Who wants BT? Reliance says No as it denies Indian reports

Who wants BT? Reliance says No as it denies Indian reports

BT phone box peeling_927996.jpg

Chances of an imminent bid for UK operator BT rose and then sank today following reports – almost instantly denied – that India’s Reliance Industries was planning a takeover.

BT’s shares went up on the news from Friday’s close of £1.541 to a peak of £1.679, and then fell again to £1.629, valuing the group at £16.2 billion.

That is an extraordinary 9% change in share price and valuation between Friday’s close and Monday’s peak.

The rumour was reported only in the Economic Times, part of the Times of India group, which headlined its story: “Reliance Industries weighs bid for UK telecom major BT.”

Reliance Industries, which is headed by Mukesh Ambani and which owns the Reliance Jio telecoms operation, dismissed the story in a stock exchange filing: “We categorically deny any intent to bid for the UK telecoms group BT. The article is completely speculative and baseless,” it said.

The Economic Times had said, mid-afternoon Indian time, mid-morning in the UK: “Asia’s richest man Mukesh Ambani may have set his sights on the UK to expand Jio’s telecom footprint.”

The newspaper added that Jio “may also propose to partner with BT’s fibre optic arm, Openreach, and fund its expansion plans”. It gave no named sources for the report, simply citing “sources familiar with the matter”.

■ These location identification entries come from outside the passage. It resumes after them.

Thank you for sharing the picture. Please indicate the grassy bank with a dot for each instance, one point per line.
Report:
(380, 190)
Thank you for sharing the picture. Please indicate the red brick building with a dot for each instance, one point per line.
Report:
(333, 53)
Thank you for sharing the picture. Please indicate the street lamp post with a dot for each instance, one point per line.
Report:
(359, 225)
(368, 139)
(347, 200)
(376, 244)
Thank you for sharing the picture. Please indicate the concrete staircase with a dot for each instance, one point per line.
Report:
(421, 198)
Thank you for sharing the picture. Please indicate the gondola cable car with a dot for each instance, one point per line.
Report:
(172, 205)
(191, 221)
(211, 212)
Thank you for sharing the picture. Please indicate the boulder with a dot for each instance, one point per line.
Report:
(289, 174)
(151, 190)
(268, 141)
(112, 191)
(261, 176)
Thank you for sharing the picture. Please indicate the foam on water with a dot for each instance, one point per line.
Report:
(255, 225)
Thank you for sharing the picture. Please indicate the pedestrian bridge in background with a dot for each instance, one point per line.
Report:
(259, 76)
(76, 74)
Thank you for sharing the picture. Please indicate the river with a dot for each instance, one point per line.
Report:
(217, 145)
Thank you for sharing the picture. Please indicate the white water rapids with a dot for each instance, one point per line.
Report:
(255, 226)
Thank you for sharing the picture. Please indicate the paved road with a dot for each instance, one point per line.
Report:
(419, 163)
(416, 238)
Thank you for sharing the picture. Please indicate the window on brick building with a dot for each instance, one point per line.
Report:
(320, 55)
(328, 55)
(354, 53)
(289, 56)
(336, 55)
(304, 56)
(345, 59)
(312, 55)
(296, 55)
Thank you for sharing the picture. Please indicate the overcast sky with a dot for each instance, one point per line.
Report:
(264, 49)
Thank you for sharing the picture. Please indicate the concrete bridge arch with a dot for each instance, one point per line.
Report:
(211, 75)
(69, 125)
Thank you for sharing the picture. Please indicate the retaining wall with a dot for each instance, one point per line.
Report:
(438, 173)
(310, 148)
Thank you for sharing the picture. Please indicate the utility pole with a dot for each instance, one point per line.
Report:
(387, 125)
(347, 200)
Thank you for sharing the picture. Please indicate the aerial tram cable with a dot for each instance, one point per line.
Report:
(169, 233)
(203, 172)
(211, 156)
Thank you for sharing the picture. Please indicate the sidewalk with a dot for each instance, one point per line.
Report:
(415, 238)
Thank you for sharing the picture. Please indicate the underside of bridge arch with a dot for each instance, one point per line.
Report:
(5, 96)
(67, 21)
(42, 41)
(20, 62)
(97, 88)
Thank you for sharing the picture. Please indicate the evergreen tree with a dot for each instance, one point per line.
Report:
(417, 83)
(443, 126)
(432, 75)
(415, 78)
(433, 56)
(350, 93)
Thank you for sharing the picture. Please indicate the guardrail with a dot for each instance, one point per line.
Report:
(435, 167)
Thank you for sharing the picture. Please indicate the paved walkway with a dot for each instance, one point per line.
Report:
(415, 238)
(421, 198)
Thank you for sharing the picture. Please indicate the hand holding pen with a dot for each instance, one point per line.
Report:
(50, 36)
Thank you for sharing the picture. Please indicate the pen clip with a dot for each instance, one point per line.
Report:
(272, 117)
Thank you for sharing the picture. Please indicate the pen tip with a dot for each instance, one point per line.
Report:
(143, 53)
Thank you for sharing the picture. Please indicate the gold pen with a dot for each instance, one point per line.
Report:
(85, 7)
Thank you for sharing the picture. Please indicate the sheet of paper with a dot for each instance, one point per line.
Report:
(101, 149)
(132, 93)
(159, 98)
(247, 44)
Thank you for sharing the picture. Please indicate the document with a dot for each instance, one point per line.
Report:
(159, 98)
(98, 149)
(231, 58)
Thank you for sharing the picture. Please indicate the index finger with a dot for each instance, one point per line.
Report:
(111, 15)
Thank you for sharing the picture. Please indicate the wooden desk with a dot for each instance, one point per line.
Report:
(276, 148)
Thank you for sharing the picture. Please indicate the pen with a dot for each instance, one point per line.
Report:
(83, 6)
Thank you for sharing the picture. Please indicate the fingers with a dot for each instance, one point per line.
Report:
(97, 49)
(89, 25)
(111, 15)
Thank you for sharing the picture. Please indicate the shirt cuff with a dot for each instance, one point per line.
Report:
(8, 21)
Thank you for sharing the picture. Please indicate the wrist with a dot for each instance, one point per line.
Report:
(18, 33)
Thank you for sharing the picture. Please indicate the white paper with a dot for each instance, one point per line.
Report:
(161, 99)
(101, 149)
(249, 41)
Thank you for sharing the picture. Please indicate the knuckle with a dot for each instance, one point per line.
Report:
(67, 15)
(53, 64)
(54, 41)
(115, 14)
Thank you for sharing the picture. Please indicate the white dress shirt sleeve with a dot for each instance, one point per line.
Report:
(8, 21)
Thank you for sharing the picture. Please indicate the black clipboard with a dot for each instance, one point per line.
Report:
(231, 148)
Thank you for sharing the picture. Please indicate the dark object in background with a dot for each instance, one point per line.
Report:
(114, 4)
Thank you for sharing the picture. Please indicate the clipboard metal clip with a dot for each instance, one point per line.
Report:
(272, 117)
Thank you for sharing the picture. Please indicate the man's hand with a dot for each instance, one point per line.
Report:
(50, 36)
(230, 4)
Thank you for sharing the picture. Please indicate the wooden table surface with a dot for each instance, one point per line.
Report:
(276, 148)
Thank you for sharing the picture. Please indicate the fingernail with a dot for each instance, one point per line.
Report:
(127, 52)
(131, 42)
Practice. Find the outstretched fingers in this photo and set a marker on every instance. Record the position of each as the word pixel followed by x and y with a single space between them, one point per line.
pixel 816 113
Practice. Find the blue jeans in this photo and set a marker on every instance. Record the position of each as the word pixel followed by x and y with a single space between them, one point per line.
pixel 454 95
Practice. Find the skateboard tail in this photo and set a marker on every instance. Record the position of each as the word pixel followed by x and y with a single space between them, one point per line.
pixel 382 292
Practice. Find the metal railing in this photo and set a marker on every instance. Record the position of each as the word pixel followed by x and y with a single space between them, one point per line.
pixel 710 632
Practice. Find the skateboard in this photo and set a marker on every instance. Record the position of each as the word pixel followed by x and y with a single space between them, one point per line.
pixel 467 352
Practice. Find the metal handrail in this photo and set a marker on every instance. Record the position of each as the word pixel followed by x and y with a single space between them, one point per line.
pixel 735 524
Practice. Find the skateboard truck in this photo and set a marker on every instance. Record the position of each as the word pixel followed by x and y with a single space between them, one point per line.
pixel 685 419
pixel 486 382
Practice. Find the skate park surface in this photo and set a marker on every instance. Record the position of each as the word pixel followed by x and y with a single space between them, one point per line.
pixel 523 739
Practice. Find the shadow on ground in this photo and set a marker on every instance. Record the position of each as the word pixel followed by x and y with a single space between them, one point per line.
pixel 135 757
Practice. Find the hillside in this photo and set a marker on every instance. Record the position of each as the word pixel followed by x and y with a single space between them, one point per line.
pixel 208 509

At the same time, weekend reports in the UK said that Apax, Brookfield, CVC and Macquarie were all “sizing up” Openreach and some thought it might be worth £40 billion – more than twice as much as the BT group’s market cap.

Jio has succeeded in the past few years in causing an earthquake in the Indian mobile industry, but offering a low-price 4G service via a newly built network, thereby causing a plethora of rivals to merge into two, Bharti Airtel and the financially troubled Vodafone Idea – now called Vi.

In the past few weeks Jio has started to look outside India for further growth. It showed interest in September for Deutsche Telekom’s T-Mobile Netherlands, but was outbid by Apax Partners and Warburg Pincus, which offered a joint €5.1 billion for the business.

But Monday morning’s stock exchange fluctuations are merely an overture to what BT might expect in the coming weeks.

French businessman Patrick Drahi’s Altice became the biggest shareholder in BT in June 2021, suddenly buying a stake of 12.1%, then valued at £2.2 billion. This is roughly equivalent to Deutsche Telekom’s own 12% stake, acquired in 2016 when BT bought mobile operator EE, previously a joint venture of Deutsche Telekom and Orange.

Under UK rules Drahi cannot bid for more shares in BT until Friday 10 December – the end of next week. Altice UK, the company specially set up for this acquisition, said in June that it “holds the board and management team of BT in high regard and is supportive of their strategy. Altice UK has informed the BT board that it does not intend to make a takeover offer for BT. A key issue now is how Altice intends to unlock value.”

Deutsche Telekom is also known to have been interested in bidding for BT at one time. A private source told Capacity before the 2016 deal was completed that Deutsche Telekom would want to buy BT as soon as it could. The same person said that CEO Tim Höttges would take a non-executive role on BT’s board – something that both companies officially denied but later proved to be true.

Two years later Höttges told Capacity that he considered BT “a very attractive company”, though he avoided a question about a bid interest. Last year he said that he wanted to make European acquisitions

However, in September 2021 he told a press conference: “We have a lot of optionality in the BT business. It’s too early to make a decision. We are entertaining all options.” He added: “I would say that in the next 12 months something is going to happen with the asset because the shareholder side is changing rapidly.”

Adel Al-Saleh, CEO of T-Systems International and a member of the management board of Deutsche Telekom, has taken over Höttges’s seat on the BT board – a role that is clearly labelled “non-independent, non-executive director”, to reflect the shareholding. Altice does not yet have a BT board seat.

Speculation has also focused on a sale or part-sale of Openreach, the UK operator that runs last-mile fibre and copper networks. This is 100% owned by BT, and at one time BT appeared to be looking for partners in its ownership – but in early November BT said it was no longer pursuing this idea because of its improved financial outlook after a cost-cutting programme.

Two weeks ago Vodafone claimed that a new deal with CityFibre, backed by Goldman Sachs and other private investors, would make it the biggest full fibre provider in the UK, outstripping Openreach. The deal will see Vodafone “able to offer full fibre to more homes than any other broadband provider”, it said.

CityFibre CEO Greg Mesch said: “Through our strategic partnership, Vodafone has made a powerful decision to back CityFibre and help establish wholesale infrastructure competition for the UK.”

CityFibre has been working on its political profile too: in October it appointed former government official Dan Ramsey, who was employed in the Cabinet Office, as its chief marketing officer.